“You cannot kill me,” said Maja. “After all that I have done for you, all that I have given you.”
“You sadden me, Maja. You have been a good wife. In Somalia we could have planted and had children and lived as one.”
“We still can,” said Maja. “This war will end. We need not stay out here in the frozen Black. And you need not wait for children. There is one already inside me.”
Khalid stiffened and glanced down at her abdomen.
“I was waiting for the right time to tell you,” said Maja. “I thought you would be angry, that you might not want a child, that you might order me to end it.” Her expression hardened. “Then you go and take these other wives. The wives of dogs. Why shame me so?”
“You are lying,” said Khalid.
“I am not lying,” she said, still angry. “I have not had my woman’s cycle for two months now. Kill me and you also kill your own child.”
Khalid stood. She was not lying. Maja was not one to lie, and he had seen the face of liars countless times before among his men and victims. There was a child inside her. His child. A boy perhaps. To carry his name, to be strong like his father.

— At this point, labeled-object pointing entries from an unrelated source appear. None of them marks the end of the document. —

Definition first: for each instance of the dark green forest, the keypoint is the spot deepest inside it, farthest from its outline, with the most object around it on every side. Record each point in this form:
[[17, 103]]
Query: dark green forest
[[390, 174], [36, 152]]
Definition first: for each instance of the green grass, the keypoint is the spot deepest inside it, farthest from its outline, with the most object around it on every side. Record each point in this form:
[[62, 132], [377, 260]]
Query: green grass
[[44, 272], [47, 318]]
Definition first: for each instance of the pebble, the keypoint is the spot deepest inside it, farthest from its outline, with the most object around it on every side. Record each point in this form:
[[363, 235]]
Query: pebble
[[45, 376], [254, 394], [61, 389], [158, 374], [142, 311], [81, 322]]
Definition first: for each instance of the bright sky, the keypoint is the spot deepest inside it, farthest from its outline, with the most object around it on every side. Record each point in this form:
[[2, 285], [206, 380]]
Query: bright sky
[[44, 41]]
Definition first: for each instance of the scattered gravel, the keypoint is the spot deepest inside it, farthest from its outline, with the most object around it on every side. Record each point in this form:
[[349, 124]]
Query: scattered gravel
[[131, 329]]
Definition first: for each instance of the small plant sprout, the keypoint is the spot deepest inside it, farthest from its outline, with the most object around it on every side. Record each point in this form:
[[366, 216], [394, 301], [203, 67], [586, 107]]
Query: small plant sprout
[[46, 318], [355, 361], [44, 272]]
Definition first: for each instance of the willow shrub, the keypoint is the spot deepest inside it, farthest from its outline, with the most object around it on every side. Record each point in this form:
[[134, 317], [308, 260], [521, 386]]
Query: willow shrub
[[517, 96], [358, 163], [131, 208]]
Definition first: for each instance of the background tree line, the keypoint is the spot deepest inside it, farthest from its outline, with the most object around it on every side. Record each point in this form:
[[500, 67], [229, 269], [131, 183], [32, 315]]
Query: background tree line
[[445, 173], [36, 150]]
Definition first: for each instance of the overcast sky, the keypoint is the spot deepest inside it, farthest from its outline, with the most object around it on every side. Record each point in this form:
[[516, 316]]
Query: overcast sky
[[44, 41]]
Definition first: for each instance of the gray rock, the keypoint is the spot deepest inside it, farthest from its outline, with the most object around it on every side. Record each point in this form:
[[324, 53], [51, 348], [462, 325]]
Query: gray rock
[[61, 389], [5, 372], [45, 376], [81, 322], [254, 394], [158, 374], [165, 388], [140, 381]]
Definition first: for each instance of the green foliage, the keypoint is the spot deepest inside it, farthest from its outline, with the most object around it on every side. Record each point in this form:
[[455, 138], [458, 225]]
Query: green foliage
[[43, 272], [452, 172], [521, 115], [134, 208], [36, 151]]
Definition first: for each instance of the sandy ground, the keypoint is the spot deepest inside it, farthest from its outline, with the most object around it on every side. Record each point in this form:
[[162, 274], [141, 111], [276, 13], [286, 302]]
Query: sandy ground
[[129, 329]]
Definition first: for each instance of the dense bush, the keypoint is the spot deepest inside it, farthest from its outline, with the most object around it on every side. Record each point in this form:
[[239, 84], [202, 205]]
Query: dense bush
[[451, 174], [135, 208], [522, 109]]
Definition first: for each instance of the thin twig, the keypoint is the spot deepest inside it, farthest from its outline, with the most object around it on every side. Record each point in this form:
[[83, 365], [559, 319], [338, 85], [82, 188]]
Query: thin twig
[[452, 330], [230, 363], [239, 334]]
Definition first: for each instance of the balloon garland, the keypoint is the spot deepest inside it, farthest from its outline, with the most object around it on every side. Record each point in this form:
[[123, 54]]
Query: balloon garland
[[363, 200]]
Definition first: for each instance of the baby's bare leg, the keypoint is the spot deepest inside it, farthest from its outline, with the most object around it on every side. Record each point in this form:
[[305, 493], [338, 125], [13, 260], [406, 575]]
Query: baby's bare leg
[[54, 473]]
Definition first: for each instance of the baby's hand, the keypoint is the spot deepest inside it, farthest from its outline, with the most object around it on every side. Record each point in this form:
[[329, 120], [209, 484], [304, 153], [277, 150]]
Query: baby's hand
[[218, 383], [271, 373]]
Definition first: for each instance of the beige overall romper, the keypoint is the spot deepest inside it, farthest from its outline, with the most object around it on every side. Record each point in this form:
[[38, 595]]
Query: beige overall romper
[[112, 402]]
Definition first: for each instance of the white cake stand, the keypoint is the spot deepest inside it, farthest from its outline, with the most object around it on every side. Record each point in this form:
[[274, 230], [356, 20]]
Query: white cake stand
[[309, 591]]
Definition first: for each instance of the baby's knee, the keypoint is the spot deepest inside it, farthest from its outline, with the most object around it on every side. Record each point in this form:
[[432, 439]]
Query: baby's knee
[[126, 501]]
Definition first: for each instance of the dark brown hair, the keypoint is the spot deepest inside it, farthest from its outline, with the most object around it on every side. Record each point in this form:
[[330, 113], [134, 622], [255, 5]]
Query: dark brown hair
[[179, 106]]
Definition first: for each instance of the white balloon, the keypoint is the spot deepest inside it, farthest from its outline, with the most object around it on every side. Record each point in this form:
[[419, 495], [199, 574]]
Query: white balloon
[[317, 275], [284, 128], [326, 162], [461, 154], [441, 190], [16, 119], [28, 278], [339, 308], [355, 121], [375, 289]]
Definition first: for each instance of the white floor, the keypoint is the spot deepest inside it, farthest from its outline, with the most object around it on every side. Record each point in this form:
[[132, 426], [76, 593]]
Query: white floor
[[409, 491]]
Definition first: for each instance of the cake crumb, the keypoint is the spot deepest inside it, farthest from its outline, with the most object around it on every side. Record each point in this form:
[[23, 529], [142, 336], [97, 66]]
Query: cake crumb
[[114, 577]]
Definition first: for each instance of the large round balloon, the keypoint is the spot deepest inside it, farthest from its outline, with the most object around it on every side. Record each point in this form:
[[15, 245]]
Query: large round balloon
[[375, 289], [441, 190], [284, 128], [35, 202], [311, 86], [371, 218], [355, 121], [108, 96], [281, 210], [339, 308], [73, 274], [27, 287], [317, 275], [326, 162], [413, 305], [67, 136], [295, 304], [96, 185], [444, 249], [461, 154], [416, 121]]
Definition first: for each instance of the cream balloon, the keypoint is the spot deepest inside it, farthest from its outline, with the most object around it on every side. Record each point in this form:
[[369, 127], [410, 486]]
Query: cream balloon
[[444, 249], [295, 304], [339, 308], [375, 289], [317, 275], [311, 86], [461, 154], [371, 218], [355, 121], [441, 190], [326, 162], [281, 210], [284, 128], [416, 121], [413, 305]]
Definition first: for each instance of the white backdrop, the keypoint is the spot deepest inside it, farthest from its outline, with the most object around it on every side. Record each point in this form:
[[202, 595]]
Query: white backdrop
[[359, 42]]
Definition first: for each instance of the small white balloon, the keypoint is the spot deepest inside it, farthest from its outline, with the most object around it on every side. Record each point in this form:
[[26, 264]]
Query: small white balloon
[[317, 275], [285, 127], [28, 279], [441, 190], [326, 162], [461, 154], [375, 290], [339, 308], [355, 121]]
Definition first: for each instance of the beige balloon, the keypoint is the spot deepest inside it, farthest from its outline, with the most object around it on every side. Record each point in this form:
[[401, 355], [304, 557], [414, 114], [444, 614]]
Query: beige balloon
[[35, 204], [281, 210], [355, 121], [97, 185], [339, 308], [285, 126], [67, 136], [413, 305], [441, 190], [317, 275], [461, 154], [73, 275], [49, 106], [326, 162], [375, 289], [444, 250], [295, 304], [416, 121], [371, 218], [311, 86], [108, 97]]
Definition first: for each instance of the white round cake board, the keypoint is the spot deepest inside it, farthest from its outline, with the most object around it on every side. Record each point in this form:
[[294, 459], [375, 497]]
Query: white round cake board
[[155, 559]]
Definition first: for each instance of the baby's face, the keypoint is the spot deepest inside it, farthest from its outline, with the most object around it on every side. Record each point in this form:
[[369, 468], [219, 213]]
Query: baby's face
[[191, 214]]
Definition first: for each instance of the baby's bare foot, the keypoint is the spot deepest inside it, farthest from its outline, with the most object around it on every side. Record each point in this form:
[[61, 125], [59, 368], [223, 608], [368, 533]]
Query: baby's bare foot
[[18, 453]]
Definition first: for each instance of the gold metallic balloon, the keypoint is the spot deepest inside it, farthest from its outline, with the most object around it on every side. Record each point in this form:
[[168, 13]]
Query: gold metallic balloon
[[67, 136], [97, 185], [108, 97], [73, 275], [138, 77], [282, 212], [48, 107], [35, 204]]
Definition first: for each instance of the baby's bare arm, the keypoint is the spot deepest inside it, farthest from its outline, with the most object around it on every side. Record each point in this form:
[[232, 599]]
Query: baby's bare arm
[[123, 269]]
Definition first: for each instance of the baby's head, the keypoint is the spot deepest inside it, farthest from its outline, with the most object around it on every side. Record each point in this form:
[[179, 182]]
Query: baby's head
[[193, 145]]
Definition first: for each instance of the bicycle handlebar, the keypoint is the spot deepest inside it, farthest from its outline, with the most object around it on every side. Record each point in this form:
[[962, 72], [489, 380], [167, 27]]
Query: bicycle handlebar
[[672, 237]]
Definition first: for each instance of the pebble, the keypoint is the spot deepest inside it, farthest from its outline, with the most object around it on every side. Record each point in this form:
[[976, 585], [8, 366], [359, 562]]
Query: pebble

And yet … Maja was the cause of it all. She had given the boulder only the slightest of nudges, but it rolled down the mountain all the same, gaining momentum and strength and crushing everything in its path. Who was to blame? The boulder? Or the one who had unleashed it on the world?
Khalid reached down and powered up his slaser. It hummed with energy in his hand. The light on the side turned from red to green. He released the safety. She had fought for him, raided for him, killed for him. And now he would take her life. Wife and mother to his child.
I am a monster, thought Khalid. Soulless. Killer of women, children, men, and now my own blood. That is why the words of prayer do not come. God does not hear the prayers of the devil himself. God does not acknowledge a demon king.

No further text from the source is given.